Trotz gemeinsamer Wurzeln, die bis ins 19. Jahrhundert zurückreichen, hat es in der 140-jährigen Beziehung von Sozialdemokraten und Gewerkschaften immer wieder handfeste Auseinandersetzungen gegeben. Im jüngsten Konflikt läuft der Deutsche Gewerkschaftsbund (DGB) Sturm gegen die Agenda 2010 des SPD- Vorsitzenden und Bundeskanzlers Gerhard Schröder zur Reform des Sozialstaates.

HB/dpa HAMBURG. Bereits 1999, kurz nach Schröders Amtsantritt, gab es Differenzen: Der Grund war ein von Schröder und dem britischen Premierminister Tony Blair erarbeitetes Grundsatzpapier, in dem steuerliche Entlastungen der Wirtschaft, Flexibilität auf dem Arbeitsmarkt und die Straffung von Sozialleistungen verlangt wurden.
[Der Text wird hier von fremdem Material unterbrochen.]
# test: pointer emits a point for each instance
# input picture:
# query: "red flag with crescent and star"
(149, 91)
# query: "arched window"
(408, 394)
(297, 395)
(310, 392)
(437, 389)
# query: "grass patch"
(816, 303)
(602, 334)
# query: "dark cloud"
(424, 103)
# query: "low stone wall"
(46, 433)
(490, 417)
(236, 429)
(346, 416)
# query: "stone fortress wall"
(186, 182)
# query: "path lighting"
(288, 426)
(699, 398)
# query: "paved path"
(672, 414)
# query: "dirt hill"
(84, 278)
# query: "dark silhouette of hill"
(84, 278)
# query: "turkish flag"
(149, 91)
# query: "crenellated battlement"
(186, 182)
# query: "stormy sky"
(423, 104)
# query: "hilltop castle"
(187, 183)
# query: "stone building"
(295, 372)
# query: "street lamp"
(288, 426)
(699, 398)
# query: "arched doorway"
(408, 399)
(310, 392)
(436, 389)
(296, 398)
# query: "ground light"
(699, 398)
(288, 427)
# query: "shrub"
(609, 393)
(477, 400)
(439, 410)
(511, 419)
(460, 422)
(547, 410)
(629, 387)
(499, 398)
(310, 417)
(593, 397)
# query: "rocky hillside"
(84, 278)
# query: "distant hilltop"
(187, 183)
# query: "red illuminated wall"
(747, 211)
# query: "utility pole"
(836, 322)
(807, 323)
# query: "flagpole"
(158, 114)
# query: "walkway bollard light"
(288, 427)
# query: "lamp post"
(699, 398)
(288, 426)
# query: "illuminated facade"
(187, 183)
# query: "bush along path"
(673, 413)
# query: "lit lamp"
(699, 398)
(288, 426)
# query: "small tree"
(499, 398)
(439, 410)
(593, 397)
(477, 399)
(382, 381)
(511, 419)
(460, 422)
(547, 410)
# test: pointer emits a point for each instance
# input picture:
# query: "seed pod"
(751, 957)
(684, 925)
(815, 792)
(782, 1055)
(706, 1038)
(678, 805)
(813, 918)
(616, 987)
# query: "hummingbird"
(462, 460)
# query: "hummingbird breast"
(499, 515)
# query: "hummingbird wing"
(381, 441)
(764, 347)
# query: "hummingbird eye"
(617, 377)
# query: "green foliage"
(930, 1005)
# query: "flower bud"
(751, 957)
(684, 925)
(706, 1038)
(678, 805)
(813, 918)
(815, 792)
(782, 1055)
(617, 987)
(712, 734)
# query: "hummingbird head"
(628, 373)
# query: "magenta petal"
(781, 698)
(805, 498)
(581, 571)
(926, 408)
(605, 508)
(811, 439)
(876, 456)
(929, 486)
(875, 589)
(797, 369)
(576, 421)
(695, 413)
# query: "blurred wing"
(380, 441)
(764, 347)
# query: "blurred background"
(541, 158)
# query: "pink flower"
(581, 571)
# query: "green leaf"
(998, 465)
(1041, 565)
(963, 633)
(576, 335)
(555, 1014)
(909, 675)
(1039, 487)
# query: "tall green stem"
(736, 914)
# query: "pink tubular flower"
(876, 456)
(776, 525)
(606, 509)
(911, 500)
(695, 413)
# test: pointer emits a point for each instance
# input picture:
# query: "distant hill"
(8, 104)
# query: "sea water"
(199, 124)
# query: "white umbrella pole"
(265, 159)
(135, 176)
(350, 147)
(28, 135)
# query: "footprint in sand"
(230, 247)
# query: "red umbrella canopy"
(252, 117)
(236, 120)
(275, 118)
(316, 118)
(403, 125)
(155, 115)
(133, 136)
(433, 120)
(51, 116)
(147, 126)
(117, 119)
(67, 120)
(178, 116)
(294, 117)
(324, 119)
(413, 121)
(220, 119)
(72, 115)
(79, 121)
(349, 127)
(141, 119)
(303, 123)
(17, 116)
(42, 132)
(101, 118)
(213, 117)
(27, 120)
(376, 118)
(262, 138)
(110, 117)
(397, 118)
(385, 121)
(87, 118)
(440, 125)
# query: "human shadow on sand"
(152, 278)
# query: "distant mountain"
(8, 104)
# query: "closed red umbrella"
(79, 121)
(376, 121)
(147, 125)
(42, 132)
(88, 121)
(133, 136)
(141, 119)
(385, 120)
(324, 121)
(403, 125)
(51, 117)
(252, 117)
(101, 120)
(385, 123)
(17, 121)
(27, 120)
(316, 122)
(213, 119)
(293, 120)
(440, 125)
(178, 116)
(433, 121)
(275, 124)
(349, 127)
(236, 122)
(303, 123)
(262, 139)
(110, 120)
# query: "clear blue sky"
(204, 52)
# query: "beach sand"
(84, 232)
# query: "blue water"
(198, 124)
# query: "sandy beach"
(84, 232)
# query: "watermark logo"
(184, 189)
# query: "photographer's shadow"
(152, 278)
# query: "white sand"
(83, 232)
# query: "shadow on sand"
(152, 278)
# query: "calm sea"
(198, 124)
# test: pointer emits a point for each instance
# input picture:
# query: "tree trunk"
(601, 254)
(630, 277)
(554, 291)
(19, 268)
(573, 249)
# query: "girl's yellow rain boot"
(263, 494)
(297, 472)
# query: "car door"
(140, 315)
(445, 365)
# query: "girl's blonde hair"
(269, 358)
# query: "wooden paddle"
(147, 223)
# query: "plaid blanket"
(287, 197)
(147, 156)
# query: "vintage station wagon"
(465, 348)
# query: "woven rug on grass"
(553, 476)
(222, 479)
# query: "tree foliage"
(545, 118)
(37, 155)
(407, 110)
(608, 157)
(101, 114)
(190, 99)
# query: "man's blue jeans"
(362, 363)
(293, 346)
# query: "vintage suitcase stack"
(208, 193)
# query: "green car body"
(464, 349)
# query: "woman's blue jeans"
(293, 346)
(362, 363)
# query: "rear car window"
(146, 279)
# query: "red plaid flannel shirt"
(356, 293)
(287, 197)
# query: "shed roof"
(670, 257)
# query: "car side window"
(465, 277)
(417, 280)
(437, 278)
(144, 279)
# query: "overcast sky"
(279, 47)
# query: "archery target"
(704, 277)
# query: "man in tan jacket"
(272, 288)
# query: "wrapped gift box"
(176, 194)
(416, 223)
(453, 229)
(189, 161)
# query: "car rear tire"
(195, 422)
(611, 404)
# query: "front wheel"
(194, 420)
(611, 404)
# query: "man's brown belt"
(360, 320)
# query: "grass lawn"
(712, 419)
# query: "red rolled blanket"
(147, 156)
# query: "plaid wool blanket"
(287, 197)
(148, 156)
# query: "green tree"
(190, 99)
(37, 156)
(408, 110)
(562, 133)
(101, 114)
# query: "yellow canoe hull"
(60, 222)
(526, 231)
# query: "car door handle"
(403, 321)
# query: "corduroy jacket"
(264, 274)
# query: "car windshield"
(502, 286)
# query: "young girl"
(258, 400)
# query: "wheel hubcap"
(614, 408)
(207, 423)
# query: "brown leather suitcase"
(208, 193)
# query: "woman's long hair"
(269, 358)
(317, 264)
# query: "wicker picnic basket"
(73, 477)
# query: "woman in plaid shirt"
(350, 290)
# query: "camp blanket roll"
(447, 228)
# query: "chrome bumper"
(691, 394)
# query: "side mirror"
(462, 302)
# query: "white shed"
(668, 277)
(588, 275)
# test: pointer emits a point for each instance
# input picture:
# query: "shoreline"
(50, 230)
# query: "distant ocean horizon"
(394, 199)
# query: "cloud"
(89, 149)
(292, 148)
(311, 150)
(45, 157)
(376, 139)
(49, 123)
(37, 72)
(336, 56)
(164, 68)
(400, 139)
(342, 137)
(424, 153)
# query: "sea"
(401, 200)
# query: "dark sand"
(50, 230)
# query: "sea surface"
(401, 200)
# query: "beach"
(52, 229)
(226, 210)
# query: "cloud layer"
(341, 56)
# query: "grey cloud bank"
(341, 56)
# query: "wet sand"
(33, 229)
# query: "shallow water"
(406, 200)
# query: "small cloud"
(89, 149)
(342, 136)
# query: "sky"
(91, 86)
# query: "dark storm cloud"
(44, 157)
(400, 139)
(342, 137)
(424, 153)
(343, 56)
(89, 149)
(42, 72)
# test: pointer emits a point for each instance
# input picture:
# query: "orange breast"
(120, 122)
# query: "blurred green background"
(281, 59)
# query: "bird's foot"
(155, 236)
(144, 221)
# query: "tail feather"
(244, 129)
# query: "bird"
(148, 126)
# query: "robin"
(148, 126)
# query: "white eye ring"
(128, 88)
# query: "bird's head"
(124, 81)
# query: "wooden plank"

In den 16 Jahren vor der Bildung der rot-grünen Regierung hatten der DGB und die damals oppositionelle SPD kaum Probleme. Nur als der damalige SPD-Vize und saarländische Ministerpräsident Oskar Lafontaine 1988 Arbeitszeitverkürzungen ohne Lohnausgleich vorschlug, waren die Gewerkschaften zunächst irritiert.

Als der DGB 1968 die Notstandsgesetze nicht verhindern konnte, hatte er die in der Großen Koalition mitregierende SPD zu Änderungen gedrängt. 1974 beschleunigten zweistellige Lohnforderungen und ein unpopulärer Streik im öffentlichen Dienst das Ende des ersten SPD- Kanzlers Willy Brandt; Brandt hatte sich in schwieriger Wirtschaftslage öffentlich auf ein einstelliges Limit festgelegt.

Anlässlich von Massenstreiks war es zu Beginn des vorigen Jahrhunderts zum ersten großen Zerwürfnis um den Führungsanspruch gekommen. Im Mannheimer Kompromissabkommen von 1906 einigte man sich prinzipiell auf die Gleichberechtigung von Partei und Gewerkschaftsbewegung. 1930 waren es die Gewerkschafter in der SPD- Reichstagsfraktion, die im Streit über Einschränkungen bei der Arbeitslosenversicherung das Ende der Koalition erzwangen und der Regierung des Sozialdemokraten Hermann Müller ein Ende bereiteten.